Key reports and sensitive topics should require final checks by human editors and reporters.
Automation should play a supporting role, while humans retain decision-making responsibility.
Third, protect workers and provide retraining.
Transition programs and reskilling should be available to staff affected by AI.
Government and broadcasters can share the cost of retraining, and labor-management talks should define agreed plans for redeployment.
Fourth, set legal and ethical standards.
Public broadcasters should institutionalize bias checks, source attribution, and correction procedures so that responsibility is clear and redress is swift.
Finally, phase in experimental pilots with monitoring.
Staged trials allow assessment of benefits and harms, with results published for public debate.
Including citizens in governance can help legitimize decisions and strengthen public trust.
Conclusion
Choice brings responsibility.
In short, AI adoption by KBS and other terrestrial broadcasters promises improved competitiveness and production efficiency.
Yet it also risks job loss, degraded journalistic quality, algorithmic bias, and gaps in accountability.
Therefore adoption should be gradual, transparent, and paired with worker protections and verification systems.

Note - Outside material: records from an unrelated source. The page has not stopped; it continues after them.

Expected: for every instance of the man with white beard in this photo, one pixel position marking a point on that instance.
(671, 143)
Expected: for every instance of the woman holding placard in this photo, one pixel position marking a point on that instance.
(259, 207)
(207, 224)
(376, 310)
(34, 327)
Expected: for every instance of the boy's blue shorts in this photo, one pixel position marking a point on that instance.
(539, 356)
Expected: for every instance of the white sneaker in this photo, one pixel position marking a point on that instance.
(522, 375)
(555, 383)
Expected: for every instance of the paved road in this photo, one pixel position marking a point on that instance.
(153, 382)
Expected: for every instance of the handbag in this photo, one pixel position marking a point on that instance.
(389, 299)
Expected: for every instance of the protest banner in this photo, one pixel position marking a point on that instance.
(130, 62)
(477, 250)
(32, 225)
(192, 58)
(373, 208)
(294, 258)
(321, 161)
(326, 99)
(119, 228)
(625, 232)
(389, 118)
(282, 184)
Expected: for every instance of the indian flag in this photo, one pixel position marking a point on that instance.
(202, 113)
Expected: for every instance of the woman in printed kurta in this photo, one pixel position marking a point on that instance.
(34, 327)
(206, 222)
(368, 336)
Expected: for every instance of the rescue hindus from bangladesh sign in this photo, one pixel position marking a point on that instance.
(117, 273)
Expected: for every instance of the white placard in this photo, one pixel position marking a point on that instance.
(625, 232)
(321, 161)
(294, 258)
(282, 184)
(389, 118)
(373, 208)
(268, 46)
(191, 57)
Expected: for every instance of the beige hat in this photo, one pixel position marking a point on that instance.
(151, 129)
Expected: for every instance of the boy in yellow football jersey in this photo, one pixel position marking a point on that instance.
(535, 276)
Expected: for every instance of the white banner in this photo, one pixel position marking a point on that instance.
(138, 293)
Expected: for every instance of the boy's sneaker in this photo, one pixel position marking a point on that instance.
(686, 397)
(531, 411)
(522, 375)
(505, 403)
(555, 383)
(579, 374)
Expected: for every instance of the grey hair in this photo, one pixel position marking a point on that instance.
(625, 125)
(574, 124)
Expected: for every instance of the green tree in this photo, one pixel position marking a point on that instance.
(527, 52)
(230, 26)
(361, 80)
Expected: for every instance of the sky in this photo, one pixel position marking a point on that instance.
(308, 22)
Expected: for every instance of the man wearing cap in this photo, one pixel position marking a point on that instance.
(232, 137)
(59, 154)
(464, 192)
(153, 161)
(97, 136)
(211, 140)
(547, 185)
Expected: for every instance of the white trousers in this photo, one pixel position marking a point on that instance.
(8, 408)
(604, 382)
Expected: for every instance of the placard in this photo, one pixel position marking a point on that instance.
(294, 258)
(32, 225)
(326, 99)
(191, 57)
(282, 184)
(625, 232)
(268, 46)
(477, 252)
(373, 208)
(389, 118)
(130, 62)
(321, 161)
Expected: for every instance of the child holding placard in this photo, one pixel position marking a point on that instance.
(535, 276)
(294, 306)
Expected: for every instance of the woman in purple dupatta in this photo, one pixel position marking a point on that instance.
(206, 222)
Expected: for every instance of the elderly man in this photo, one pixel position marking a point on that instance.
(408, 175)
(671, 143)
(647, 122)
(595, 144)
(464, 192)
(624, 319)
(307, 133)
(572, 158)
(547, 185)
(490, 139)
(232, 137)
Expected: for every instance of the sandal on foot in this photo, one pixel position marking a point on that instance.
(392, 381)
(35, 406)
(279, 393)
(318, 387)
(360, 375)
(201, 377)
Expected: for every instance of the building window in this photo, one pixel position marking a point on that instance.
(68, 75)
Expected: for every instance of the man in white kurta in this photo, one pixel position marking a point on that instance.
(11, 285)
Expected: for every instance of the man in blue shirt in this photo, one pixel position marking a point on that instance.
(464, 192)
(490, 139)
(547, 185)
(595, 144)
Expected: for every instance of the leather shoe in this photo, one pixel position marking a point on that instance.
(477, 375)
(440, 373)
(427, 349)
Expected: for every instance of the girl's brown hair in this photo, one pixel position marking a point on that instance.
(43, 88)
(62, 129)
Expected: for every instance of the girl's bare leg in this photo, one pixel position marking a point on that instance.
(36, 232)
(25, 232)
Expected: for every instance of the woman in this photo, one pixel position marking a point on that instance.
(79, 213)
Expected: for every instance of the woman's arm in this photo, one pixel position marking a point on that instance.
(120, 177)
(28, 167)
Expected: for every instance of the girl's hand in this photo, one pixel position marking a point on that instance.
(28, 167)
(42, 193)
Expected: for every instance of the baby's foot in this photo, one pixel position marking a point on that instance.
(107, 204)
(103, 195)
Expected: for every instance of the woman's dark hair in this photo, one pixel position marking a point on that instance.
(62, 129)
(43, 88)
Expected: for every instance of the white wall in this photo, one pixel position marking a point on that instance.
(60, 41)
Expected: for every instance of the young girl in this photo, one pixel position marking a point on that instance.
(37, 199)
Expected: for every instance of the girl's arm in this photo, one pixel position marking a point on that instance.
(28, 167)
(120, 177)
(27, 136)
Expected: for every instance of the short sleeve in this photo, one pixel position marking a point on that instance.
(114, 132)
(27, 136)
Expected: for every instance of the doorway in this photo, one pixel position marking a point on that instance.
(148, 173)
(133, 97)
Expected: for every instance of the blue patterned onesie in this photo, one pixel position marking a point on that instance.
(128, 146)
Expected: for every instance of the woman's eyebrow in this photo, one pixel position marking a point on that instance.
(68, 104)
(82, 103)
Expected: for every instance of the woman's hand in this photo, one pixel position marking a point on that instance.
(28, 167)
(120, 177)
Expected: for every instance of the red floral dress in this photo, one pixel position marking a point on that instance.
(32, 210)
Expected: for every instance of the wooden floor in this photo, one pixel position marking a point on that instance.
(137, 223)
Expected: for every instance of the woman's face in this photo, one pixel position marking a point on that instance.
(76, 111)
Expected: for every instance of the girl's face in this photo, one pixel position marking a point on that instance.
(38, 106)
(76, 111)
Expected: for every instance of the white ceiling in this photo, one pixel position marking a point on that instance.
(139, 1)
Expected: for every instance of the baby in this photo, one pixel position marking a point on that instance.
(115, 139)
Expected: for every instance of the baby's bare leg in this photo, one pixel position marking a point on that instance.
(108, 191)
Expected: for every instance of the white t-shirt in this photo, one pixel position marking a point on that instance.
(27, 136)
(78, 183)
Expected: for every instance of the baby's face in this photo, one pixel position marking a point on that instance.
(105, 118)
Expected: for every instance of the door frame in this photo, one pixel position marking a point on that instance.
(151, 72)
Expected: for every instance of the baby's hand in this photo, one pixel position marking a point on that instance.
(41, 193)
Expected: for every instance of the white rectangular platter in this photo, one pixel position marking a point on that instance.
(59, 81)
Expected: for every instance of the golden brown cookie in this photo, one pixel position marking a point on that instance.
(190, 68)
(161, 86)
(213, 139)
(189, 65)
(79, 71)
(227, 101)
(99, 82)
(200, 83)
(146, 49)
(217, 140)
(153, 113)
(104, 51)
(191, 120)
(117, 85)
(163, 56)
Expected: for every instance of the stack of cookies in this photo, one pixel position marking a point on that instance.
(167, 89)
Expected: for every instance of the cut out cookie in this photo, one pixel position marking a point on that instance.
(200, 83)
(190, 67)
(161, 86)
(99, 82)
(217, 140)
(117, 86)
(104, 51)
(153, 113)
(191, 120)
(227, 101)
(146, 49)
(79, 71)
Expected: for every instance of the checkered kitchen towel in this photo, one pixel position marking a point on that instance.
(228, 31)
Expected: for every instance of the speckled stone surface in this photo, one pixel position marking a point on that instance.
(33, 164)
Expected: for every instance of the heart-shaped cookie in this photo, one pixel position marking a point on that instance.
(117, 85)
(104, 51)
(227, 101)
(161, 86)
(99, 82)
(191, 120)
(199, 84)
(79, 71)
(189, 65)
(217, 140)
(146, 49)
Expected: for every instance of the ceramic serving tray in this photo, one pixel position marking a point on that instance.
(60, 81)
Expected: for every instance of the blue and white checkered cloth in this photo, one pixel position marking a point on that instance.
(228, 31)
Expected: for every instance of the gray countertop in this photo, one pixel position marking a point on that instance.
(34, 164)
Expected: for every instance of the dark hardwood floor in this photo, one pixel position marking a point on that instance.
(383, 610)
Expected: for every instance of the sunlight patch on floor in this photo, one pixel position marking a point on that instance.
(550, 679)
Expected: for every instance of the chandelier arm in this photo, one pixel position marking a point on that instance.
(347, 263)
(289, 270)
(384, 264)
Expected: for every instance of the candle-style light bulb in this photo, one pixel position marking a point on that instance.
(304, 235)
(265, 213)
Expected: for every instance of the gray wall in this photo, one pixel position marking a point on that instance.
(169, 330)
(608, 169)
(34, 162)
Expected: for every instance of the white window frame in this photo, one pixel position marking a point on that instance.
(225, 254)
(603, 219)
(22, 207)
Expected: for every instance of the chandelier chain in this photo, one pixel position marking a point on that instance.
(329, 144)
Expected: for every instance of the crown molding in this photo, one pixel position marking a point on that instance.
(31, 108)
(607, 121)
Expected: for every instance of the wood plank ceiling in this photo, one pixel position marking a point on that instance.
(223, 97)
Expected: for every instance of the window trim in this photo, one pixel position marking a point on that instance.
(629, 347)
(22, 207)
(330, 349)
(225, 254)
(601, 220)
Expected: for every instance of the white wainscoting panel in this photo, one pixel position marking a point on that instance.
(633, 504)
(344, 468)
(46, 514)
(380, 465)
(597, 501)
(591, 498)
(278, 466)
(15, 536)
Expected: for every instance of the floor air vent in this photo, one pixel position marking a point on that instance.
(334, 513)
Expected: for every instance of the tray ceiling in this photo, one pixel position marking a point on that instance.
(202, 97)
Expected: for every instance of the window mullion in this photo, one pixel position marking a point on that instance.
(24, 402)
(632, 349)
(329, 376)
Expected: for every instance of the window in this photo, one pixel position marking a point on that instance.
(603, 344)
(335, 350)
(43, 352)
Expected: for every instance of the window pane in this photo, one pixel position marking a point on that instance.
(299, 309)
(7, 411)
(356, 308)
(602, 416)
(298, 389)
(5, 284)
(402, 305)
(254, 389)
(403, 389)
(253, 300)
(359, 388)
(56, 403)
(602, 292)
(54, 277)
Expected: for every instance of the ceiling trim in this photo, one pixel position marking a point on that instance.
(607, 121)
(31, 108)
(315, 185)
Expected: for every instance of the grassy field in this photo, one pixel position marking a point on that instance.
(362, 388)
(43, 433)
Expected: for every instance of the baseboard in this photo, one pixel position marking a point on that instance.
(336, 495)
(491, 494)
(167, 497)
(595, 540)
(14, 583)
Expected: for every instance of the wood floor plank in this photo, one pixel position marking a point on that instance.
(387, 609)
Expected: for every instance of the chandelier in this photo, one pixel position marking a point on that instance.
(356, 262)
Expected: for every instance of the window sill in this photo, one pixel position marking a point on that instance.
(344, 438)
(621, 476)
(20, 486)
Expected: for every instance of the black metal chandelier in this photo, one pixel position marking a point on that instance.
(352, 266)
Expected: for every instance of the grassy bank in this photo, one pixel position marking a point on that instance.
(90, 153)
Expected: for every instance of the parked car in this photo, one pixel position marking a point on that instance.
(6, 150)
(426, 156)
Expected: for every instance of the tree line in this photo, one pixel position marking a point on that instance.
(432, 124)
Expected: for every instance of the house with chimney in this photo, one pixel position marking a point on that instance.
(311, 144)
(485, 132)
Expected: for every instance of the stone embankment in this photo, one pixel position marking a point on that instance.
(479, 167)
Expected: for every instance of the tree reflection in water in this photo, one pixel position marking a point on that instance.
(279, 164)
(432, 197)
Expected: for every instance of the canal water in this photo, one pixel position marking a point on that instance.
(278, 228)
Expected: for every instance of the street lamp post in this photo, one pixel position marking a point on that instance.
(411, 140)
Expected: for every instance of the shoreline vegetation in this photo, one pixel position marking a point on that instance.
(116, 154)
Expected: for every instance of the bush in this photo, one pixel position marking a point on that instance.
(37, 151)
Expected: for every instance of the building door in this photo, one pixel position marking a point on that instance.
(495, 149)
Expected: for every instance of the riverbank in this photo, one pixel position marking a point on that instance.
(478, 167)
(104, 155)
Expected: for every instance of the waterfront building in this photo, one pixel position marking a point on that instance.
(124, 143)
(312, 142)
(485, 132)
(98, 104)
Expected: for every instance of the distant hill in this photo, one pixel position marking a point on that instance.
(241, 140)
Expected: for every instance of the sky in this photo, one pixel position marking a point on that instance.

Policy recommendations can be condensed to four pillars:
transparency, human final judgment, worker retraining and social safety nets, and legal and ethical norms.
These pillars can make AI transformation both an innovation and a way to preserve public broadcasting's civic purpose.
We ask readers:
How much AI-driven change should public broadcasting accept?

Technology must operate on a foundation of local communities' and audiences' trust.
Broadcasters should continuously check that internal decisions reflect social consensus.
Without those procedures, efficiency can become an excuse to erode public values.
The second image offers visual space for the argument.
But without accompanying institutions and procedures, short-term gains can become long-term losses.
Therefore technical experiments must be designed to be public and accountable.